Carson McCullers was born 19 February 1917, and died 29 September 1967
- I live with the people I create and it has always made my essential loneliness less keen.
- There’s nothing that makes you so aware of the improvisation of human existence as a song unfinished. Or an old address book.
- We are homesick most for the places we have never known.
- Wherever you look there’s meanness and corruption. This room, this bottle of grape wine, these fruits in the basket, are all products of profit and loss. Somebody wears his tail to a frazzle for every mouthful we eat and every stitch we wear—and nobody seems to know. Everybody is blind, dumb, and blunt-headed—stupid and mean.
- The closest thing to being cared for is to care for someone else.
- The mind is like a richly woven tapestry in which the colours are distilled from the experiences of the senses, and the design drawn from the convolutions of the intellect.
- The thinking mind is best controlled by the imagination.
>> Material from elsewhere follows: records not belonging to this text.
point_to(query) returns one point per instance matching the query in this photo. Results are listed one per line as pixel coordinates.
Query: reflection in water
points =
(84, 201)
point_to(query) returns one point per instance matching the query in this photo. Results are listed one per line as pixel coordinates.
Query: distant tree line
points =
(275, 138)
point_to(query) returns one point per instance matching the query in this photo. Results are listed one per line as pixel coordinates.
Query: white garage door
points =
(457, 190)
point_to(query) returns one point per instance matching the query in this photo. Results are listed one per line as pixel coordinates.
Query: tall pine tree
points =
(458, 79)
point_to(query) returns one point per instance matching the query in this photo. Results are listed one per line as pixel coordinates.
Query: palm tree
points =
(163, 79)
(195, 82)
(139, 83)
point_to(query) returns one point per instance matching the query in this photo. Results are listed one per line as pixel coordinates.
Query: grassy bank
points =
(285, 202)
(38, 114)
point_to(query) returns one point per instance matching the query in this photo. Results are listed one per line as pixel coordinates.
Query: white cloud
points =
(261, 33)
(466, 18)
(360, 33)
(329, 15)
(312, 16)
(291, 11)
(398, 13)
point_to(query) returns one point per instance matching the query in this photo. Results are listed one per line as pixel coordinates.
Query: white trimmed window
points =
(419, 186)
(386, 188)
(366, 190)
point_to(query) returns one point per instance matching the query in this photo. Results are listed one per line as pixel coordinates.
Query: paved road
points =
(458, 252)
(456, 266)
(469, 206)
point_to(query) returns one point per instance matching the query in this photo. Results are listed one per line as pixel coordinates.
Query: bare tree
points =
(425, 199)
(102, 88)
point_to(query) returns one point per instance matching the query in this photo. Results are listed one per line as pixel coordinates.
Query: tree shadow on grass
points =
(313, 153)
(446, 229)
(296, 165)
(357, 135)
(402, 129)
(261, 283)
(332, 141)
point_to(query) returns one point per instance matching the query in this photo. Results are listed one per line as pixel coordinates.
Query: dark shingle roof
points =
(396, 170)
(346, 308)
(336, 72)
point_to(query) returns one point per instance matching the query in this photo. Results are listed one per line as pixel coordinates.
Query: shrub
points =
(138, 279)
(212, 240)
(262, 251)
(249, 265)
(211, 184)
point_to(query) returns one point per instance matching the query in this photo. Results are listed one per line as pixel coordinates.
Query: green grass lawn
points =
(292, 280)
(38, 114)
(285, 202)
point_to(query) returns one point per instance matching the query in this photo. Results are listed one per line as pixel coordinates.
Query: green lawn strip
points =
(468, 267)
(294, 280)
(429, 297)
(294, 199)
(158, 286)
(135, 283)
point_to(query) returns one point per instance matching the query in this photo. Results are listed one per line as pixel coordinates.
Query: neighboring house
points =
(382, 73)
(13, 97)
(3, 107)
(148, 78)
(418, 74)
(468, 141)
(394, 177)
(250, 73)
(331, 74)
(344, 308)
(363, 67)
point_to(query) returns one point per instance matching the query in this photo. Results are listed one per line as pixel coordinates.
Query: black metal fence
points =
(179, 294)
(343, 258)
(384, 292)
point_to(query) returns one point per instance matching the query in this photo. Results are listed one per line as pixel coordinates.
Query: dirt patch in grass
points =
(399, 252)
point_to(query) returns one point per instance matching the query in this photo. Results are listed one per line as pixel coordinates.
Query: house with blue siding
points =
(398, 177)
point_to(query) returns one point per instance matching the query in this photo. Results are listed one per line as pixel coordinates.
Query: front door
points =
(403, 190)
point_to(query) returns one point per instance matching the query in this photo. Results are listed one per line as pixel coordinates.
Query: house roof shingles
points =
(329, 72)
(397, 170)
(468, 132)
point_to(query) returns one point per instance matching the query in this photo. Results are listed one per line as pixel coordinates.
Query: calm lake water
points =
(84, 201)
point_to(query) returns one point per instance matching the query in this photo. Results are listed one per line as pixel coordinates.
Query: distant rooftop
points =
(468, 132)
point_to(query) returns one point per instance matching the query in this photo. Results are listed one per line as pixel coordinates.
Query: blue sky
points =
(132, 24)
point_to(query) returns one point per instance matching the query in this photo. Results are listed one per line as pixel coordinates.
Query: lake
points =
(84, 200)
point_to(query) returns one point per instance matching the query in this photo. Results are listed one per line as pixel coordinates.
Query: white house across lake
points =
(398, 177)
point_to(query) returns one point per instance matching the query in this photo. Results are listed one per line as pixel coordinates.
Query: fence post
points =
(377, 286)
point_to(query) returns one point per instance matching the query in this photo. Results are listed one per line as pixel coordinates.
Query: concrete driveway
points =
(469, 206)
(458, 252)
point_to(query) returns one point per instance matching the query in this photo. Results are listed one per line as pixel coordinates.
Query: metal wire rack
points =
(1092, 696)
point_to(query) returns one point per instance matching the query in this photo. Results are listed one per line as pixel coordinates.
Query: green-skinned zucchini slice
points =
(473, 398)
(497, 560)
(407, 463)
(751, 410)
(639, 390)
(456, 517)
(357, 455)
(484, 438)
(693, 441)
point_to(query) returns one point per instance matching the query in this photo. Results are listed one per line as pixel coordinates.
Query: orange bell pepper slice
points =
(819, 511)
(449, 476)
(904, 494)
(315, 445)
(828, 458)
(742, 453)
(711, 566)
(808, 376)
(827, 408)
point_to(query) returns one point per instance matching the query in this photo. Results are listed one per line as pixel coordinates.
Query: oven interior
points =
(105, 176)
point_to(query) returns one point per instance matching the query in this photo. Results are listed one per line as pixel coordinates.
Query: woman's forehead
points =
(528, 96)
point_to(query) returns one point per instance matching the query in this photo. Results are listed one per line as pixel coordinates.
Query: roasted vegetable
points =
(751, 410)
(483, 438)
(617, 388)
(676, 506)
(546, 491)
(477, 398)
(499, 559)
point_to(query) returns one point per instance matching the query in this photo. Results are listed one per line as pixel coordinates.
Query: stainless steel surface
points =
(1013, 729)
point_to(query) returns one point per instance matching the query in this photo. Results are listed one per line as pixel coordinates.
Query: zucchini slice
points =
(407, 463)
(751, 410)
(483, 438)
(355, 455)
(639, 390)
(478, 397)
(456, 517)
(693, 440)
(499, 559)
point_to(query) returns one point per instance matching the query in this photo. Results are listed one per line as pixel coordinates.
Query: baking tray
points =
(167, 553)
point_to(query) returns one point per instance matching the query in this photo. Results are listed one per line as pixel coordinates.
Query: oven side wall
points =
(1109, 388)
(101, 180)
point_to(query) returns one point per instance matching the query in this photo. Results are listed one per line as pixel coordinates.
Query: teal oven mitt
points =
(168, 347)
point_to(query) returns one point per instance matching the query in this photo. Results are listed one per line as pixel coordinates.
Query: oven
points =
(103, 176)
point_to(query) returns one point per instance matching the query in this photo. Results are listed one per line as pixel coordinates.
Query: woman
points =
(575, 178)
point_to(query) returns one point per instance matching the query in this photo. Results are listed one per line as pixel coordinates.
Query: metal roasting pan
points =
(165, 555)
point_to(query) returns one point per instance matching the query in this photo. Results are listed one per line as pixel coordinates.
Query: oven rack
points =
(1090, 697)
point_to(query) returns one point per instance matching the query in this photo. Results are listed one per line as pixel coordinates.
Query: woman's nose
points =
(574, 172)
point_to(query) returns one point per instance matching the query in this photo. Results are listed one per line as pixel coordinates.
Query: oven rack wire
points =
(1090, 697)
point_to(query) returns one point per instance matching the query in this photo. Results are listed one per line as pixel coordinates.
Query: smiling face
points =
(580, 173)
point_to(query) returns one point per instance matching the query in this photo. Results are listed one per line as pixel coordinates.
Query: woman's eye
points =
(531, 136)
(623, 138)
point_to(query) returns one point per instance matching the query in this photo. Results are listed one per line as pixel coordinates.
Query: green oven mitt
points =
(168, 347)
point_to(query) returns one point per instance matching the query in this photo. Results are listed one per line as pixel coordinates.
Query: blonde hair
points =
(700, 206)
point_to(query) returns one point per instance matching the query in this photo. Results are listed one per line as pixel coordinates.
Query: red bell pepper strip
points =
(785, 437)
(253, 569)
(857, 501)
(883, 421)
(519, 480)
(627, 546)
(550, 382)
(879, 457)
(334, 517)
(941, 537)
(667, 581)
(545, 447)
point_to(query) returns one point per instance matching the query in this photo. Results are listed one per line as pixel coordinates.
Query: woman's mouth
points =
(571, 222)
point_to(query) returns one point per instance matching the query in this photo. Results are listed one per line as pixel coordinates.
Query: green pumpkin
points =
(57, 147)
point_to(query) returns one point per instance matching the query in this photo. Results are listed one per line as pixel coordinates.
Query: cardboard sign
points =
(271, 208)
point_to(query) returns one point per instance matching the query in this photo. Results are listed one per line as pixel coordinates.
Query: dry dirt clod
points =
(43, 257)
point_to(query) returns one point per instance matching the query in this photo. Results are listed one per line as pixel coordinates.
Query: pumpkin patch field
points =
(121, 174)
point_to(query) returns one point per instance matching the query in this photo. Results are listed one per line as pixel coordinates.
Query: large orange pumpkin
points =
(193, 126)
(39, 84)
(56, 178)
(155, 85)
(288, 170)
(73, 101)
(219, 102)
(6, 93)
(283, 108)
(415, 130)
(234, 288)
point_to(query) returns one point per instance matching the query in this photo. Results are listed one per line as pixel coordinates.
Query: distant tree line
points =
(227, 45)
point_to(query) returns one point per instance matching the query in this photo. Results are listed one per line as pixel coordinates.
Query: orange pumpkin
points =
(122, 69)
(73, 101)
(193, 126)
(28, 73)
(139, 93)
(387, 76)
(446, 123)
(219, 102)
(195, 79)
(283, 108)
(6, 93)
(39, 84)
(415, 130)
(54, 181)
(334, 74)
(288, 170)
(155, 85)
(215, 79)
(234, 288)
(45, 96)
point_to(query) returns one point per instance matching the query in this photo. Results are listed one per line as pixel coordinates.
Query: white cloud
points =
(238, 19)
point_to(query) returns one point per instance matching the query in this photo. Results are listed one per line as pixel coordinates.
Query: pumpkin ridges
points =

- The writer by nature of his profession is a dreamer and a conscious dreamer. He must imagine, and imagination takes humility, love and great courage. How can you create a character without love and the struggle that goes with love?
- I must go home periodically to renew my sense of horror.
Carson McCullers was an American writer of novels, short stories, plays, essays and poetry. She is most famous for The Heart Is a Lonely Hunter. Along with Eudora Welty, Flannery O’Connor, and Katherine Anne Porter, she was one of the leading female writers of southern gothic fiction in the 20th century.